Jean-Baptiste André Godin (1817-1888), modeste ouvrier picard, développe sa petite entreprise de serrurerie-fumisterie créée en 1840 et la transporte à Guise. Là, il entreprend la fabrication des  poêles en fonte de fer qui feront la réputation de l’établissement durant des décennies.

A cette activité industrielle Godin veut associer ses idées de progrès social. Godin fonde le concept des « équivalents de la richesse ». Ce que la bourgeoisie de l’époque peut acquérir par l’argent les ouvriers pourront se l’offrir par l’entraide et la mise en commun.

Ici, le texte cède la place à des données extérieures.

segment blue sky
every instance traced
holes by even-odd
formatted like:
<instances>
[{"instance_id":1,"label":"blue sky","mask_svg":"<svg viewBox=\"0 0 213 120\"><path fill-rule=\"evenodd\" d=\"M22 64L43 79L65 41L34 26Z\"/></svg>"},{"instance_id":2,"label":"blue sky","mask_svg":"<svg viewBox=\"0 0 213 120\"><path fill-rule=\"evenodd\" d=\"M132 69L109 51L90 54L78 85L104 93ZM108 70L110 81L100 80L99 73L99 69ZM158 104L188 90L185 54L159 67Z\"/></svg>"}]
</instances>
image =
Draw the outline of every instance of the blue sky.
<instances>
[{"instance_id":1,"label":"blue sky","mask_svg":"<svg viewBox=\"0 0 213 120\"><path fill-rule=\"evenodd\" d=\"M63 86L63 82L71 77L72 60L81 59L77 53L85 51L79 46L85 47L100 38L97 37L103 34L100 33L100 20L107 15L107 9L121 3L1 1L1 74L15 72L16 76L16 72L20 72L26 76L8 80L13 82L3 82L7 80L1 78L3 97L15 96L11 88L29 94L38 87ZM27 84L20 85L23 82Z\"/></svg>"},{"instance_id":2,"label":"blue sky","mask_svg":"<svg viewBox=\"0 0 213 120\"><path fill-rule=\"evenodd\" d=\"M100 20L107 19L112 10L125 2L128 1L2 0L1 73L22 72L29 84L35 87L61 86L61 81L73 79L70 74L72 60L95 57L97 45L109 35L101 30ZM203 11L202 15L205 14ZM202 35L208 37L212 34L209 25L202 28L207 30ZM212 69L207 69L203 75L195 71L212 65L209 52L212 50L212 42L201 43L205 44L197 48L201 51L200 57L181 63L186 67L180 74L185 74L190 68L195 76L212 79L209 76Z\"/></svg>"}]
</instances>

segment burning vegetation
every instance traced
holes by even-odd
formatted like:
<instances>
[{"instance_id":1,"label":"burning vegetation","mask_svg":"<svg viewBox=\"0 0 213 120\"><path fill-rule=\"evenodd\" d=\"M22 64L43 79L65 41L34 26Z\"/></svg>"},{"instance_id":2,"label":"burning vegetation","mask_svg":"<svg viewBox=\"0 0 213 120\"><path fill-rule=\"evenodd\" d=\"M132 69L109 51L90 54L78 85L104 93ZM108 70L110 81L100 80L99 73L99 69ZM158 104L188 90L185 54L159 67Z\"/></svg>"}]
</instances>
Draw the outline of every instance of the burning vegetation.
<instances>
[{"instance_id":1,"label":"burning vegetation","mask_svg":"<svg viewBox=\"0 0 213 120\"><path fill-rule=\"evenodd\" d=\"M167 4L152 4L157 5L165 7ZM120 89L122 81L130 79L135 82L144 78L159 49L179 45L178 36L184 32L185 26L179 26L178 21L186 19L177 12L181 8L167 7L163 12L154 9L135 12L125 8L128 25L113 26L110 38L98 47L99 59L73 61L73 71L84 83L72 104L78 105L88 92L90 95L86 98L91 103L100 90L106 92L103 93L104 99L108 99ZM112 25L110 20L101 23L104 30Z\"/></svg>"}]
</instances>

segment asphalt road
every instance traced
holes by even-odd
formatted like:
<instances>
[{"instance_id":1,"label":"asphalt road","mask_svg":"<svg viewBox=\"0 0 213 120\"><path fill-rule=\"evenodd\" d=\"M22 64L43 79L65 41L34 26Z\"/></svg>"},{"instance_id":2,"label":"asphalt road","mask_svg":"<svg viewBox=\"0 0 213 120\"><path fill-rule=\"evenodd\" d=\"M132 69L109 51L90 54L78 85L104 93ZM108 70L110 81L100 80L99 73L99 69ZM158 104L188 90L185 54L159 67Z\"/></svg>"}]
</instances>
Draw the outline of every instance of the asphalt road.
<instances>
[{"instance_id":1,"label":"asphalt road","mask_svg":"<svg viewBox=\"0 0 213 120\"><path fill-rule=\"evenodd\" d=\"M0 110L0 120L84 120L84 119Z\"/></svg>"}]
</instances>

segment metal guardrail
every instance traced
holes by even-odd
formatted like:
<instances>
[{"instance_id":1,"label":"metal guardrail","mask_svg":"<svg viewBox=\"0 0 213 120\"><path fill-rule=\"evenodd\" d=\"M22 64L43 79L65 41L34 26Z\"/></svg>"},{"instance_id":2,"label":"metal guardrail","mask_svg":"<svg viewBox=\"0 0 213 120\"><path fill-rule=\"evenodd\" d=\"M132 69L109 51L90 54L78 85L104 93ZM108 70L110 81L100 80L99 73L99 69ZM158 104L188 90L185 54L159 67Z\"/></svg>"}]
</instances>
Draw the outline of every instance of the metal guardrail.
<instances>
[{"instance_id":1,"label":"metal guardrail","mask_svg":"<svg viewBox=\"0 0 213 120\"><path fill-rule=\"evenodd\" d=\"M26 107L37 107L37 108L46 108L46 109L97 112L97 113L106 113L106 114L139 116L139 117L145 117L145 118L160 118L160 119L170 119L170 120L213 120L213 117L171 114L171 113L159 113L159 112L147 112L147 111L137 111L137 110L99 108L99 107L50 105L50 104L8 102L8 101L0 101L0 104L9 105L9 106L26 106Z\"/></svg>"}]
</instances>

A partir de 1859 les habitants de Guise voient s’élever les divers bâtiments qui vont constituer le Familistère.

Pénétré des idées de Charles Fourier, en particulier par le concept de phalanstère, Jean-Baptiste Godin va édifier le Familistère qui s’articule autour de quelques idées fortes.

-Mettre à disposition des logements salubres et confortables pour les ouvriers.

-Permettre à chacun d’accéder à l’éducation par la création d’une école au sein du Familistére.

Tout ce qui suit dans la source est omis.